For various reasons the corporation has become an increasingly popular form of business organization. Because of its popularity it has been the object of ever greater attention through statutes and regulations of federal taxing authorities. As The Florida Bar contends was the case here, lack of knowledge of the applicable statute, ch. 608, F.S.A., and experience in the design and operation of the corporate form may well result in failure to provide many advantages in flexibility of purposes, number of shares of stock, and other items which could be initially provided at no extra cost to the stockholders. Moreover, the interest of federal taxing authorities in corporate financing makes it unwise to launch even the smallest corporation without resort to the advice of competent trained and experienced experts in the applicable law and regulations. The formation of a corporation necessarily involves the giving of advice relative to the rights and obligations of those involved in the venture.

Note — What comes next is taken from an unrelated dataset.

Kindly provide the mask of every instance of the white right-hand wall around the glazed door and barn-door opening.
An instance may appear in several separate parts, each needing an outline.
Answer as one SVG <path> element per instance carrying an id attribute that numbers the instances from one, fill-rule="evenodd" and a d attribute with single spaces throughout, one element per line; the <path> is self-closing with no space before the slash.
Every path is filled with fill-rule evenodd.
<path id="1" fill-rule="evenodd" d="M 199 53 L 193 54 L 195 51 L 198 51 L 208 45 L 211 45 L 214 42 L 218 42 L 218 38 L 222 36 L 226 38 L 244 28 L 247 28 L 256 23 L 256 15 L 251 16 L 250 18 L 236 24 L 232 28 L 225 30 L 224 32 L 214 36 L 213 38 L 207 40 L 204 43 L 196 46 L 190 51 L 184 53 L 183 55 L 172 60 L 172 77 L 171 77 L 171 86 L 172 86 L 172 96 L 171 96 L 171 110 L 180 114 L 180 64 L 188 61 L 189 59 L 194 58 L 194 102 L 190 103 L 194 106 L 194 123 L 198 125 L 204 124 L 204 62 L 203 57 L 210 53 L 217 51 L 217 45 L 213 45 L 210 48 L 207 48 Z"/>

We are of the view that the preparation of charters, bylaws and other documents necessary to the establishment of a corporation, being the basis of important contractual and legal obligations, comes within the definition of the practice of law as defined in the Sperry case, supra. The reasonable protection of the rights and property of those involved requires that the persons preparing such documents and advising others as to what they should and should not contain possess legal skill and knowledge far in excess of that possessed by the best informed non-lawyer citizen.

Other courts have reached the same conclusion. Blair v. Motor Carriers Service Bureau, Inc. et al., 40 Pa.Dist. & Co.R. 413, 431 (Phila. County, Penna. 1939) and cases cited therein. The respondent has cited no cases holding to the contrary and we have found none.

The respondent has cooperated in seeking the determination made herein and there is nothing to indicate that he has deliberately or contemptuously violated that part of the Integration Rule prohibiting the unauthorized practice of law. Further, he expresses the intention to abide the decision of this Court. We therefore decline to hold him in contempt.

However, by this order we do permanently enjoin the respondent, Albert P. Town, from forming corporations for others, including the preparation of charters, by-laws, resolutions, and other documents incidental to the contractual rights of the corporation, its incorporators, and stockholders, and from advising others in respect *398 thereto. Respondent states that he is an accountant. Therefore, any rights to advise others as to fiscal and accounting matters which he may have as an accountant shall not be impaired by this injunction.

It is so ordered.

DREW, C.J., and ROBERTS, THORNAL and CALDWELL, JJ., concur.